You could send a signal tuple from the spout when it knows it's sent the
last tuple for a time period, or include a field in the tuple for
indicating it's the last member.
I'm curious about why you want to do this, since the purpose of storm is
to facilitate stream processing rather than the type of batch processing
you're describing.
-- Kyle
On 06/06/2014 05:14 PM, Jonathan Poon wrote:
Hi Nathan,
The sensor data I have is naturally time sorted, since its just
collecting data and emitting it to a spout. Is it possible for a bolt
to know when all of the tuples with the same time tag have been
collected and to start processing it together? Or is it only possible
for a bolt to process each tuple one at a time?
Thanks!
On Fri, Jun 6, 2014 at 3:07 PM, Nathan Leung <ncle...@gmail.com
<mailto:ncle...@gmail.com>> wrote:
You can have your bolt subscribe to the spout using fields
grouping and use time tag as your key.
On Jun 6, 2014 6:01 PM, "Jonathan Poon" <jkp...@ucdavis.edu
<mailto:jkp...@ucdavis.edu>> wrote:
Hi Everyone,
I'm currently investigating different data processing tools
for an application I'm interested in.
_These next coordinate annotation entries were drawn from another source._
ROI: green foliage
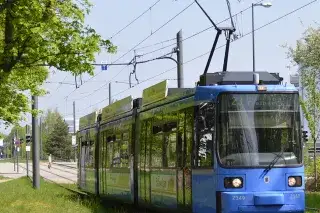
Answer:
[288,28,320,70]
[0,0,116,124]
[45,112,72,158]
[288,28,320,188]
[41,109,61,155]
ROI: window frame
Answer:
[215,91,304,169]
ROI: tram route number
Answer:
[232,195,246,200]
[290,194,300,200]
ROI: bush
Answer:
[304,155,320,191]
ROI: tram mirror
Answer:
[197,115,207,130]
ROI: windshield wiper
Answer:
[261,151,283,176]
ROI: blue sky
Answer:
[3,0,320,133]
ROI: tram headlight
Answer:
[224,177,243,188]
[288,176,302,187]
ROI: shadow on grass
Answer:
[66,193,151,213]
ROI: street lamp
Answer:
[252,2,272,72]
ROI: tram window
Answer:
[112,135,121,167]
[164,132,177,167]
[195,103,215,167]
[120,133,129,167]
[152,134,163,167]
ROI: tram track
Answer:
[13,165,320,212]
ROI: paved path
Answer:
[0,162,77,183]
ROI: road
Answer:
[0,162,77,183]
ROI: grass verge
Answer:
[0,177,115,213]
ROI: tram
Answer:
[77,72,305,213]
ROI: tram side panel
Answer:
[79,127,96,194]
[99,119,132,203]
[138,99,194,212]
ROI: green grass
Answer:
[0,177,125,213]
[0,175,10,180]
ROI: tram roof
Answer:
[79,75,298,129]
[195,84,298,101]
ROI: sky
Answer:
[1,0,320,134]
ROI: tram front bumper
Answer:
[221,190,305,213]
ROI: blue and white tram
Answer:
[78,72,305,213]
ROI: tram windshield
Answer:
[217,93,302,167]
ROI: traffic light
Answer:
[302,131,308,143]
[26,135,31,143]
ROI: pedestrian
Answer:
[48,154,52,169]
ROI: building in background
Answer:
[64,118,79,134]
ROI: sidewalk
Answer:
[0,163,27,179]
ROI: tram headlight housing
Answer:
[224,177,243,189]
[288,176,302,187]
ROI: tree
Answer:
[0,0,116,124]
[45,113,72,158]
[4,125,26,157]
[288,28,320,187]
[41,109,61,154]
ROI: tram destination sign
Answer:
[101,96,133,121]
[142,80,168,106]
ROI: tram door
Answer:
[79,133,87,189]
[177,107,194,212]
[192,103,216,213]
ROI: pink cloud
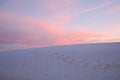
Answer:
[56,30,110,45]
[0,13,116,46]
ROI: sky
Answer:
[0,0,120,51]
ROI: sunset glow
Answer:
[0,0,120,51]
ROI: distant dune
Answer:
[0,42,120,80]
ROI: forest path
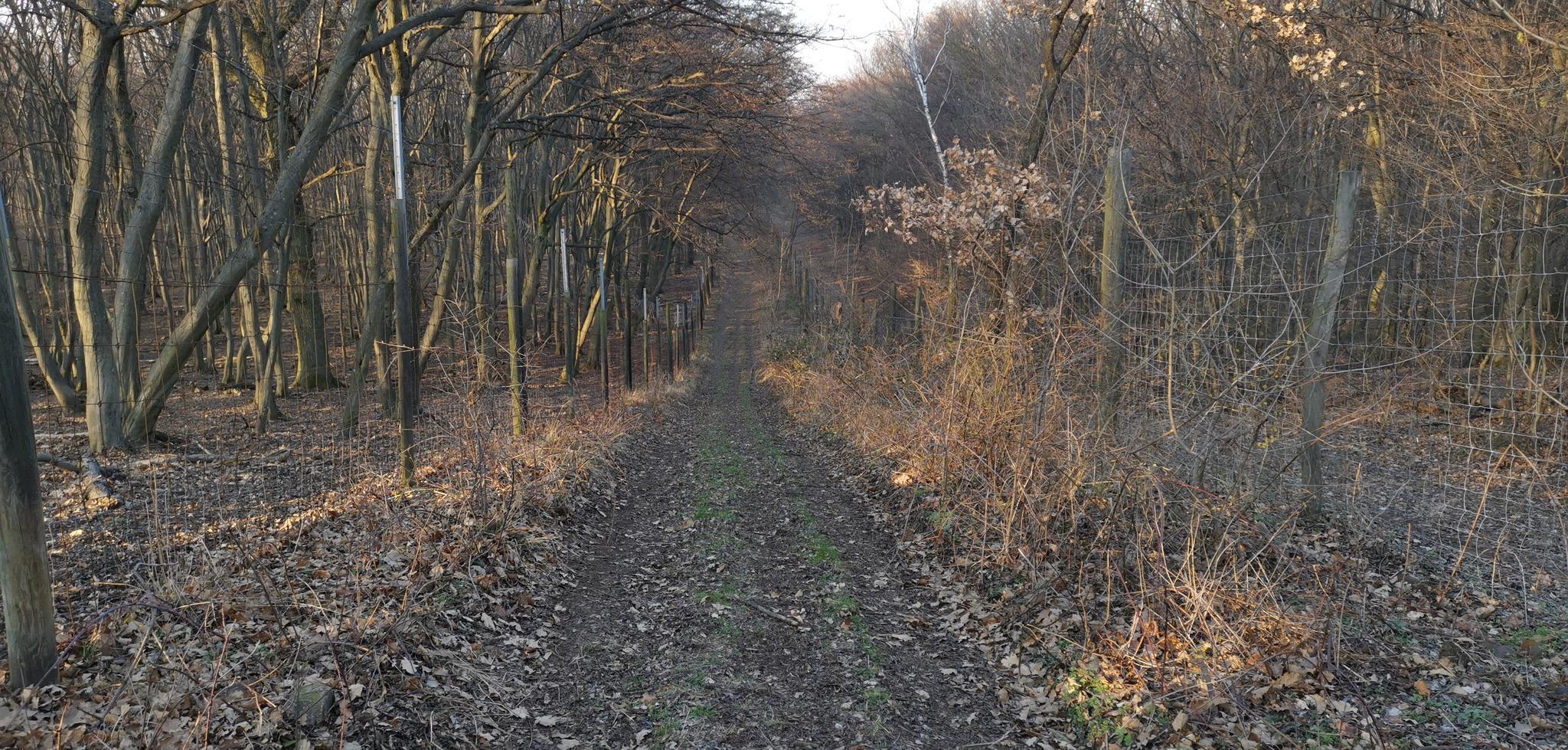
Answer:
[516,279,1013,750]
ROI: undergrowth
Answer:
[762,285,1568,747]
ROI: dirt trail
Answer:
[518,282,1014,750]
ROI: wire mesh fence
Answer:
[775,170,1568,594]
[1112,175,1568,590]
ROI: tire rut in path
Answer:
[518,285,1011,748]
I have many sensors
that I collect data from. However, I would like to group the
data from every sensor at predefined time intervals and
process it together.
Using Storm terminology, I would have each sensor send data to
a spout. The spouts would then send tuples to a specific bolt
that will process all of the data within a specific time
partition. Each spout will tag each event with a time id and
each bolt will process data after collecting all of the data
with the same time id tags.
Is this possible with Storm?
I appreciate your help!
Jonathan